BONNE NOUVELLE POUR LA CULTURE : TERREBONNE SE DOTE D’UNE POLITIQUE D’INTÉGRATION ET DE RESTAURATION D’ŒUVRES D’ART PUBLIC

TERREBONNE, LE MARDI 13 JUIN 2017 – Le conseil municipal de la Ville de Terrebonne a entériné hier, lors de sa séance régulière, une belle nouvelle pour la culture dans la municipalité : l’adoption d’une Politique d’intégration et de restauration d’œuvres d’art public.

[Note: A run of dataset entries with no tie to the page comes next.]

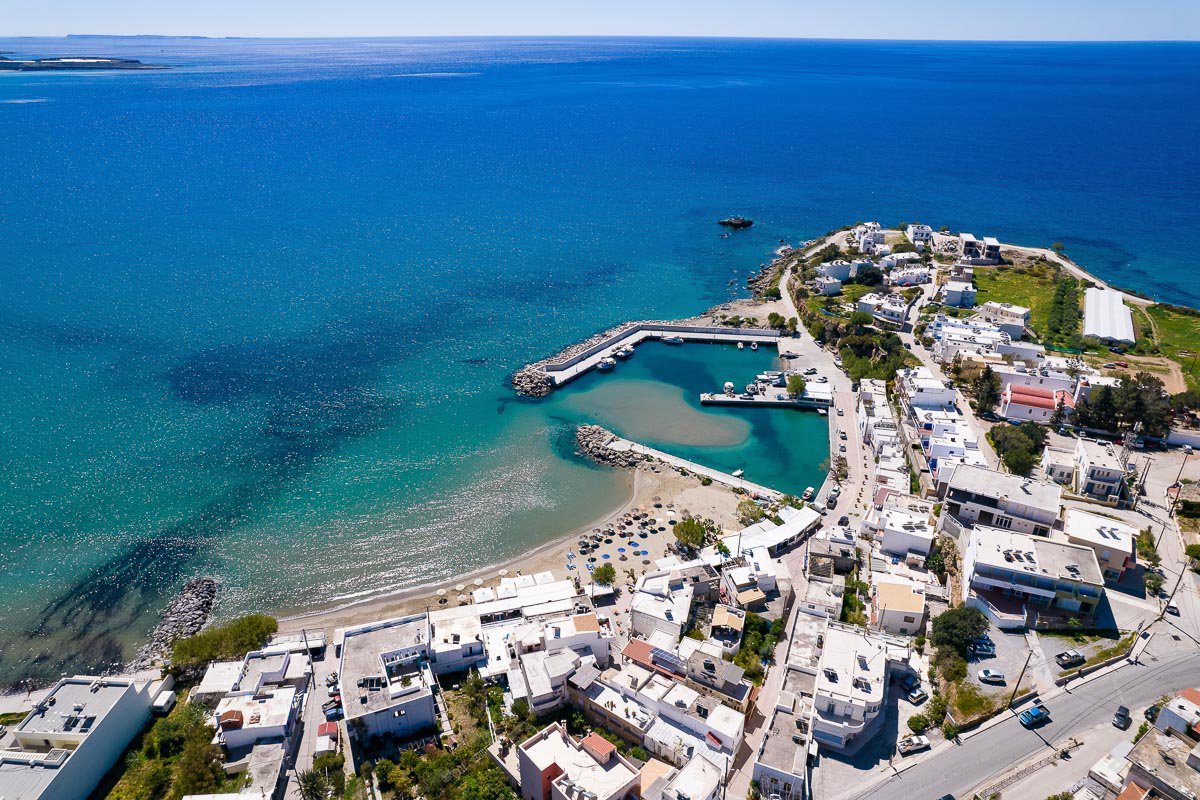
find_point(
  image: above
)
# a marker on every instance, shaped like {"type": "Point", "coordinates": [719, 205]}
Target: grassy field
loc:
{"type": "Point", "coordinates": [1023, 286]}
{"type": "Point", "coordinates": [1179, 338]}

« Lorsque nous avons adopté notre Politique culturelle en 2012, un de nos champs d’action ciblé était l’art public. Avec l’adoption de cette nouvelle Politique, nous venons confirmer le désir de la Ville de se doter d’une collection d’œuvres d’art public riche, variée et reflétant tout le dynamisme et le potentiel des artistes de Terrebonne et de la région de Lanaudière. Cette politique viendra donc dresser les lignes directrices et les axes d’intervention en matière d’intégration des arts à l’architecture », d’expliquer le maire de Terrebonne, M. Stéphane Berthe.

Par cette politique, la Ville de Terrebonne reconnaît ainsi que l’art public :
• Constitue un élément de marque du patrimoine artistique de Terrebonne;
• S’inscrit comme élément identitaire de la municipalité et crée un lien d’appartenance envers la ville pour ses citoyens;
• Contribue à la démocratisation culturelle des citoyens et crée des retombées significatives sur leur qualité de vie;
• Procure un environnement urbain stimulant et crée des espaces esthétiques et
enrichissants pour ses citoyens;
• Favorise un rayonnement tant au niveau local que régional et crée une affluence touristique sur son territoire.

En ce sens, la Ville désire soutenir des projets originaux, novateurs et stimulants en procurant les fonds nécessaires à l’intégration d’œuvres d’art intérieures ou extérieures, conçues spécifiquement pour la construction ou la rénovation d’une infrastructure municipale. De plus, la Ville s’engage à procurer des fonds annuellement pour l’entretien et la restauration d’œuvres d’art dont elle est propriétaire afin de favoriser la pérennité de sa collection qui compte déjà quelque 25 œuvres.

« L’intégration d’art au domaine public, en plus de soutenir de façon notable l’accessibilité et la démocratisation culturelle, contribue de belle façon à enjoliver les infrastructures municipales et l’environnement de vie des citoyens. Nous sommes conscients et fiers de l’image culturelle et artistique de marque de la municipalité et nous sommes d’avis que cette politique viendra stimuler et encourager des pratiques et démarches novatrices en matière d’art public », de rajouter la présidente de la Commission de la culture, du patrimoine et du tourisme, Mme Marie-Josée Beaupré.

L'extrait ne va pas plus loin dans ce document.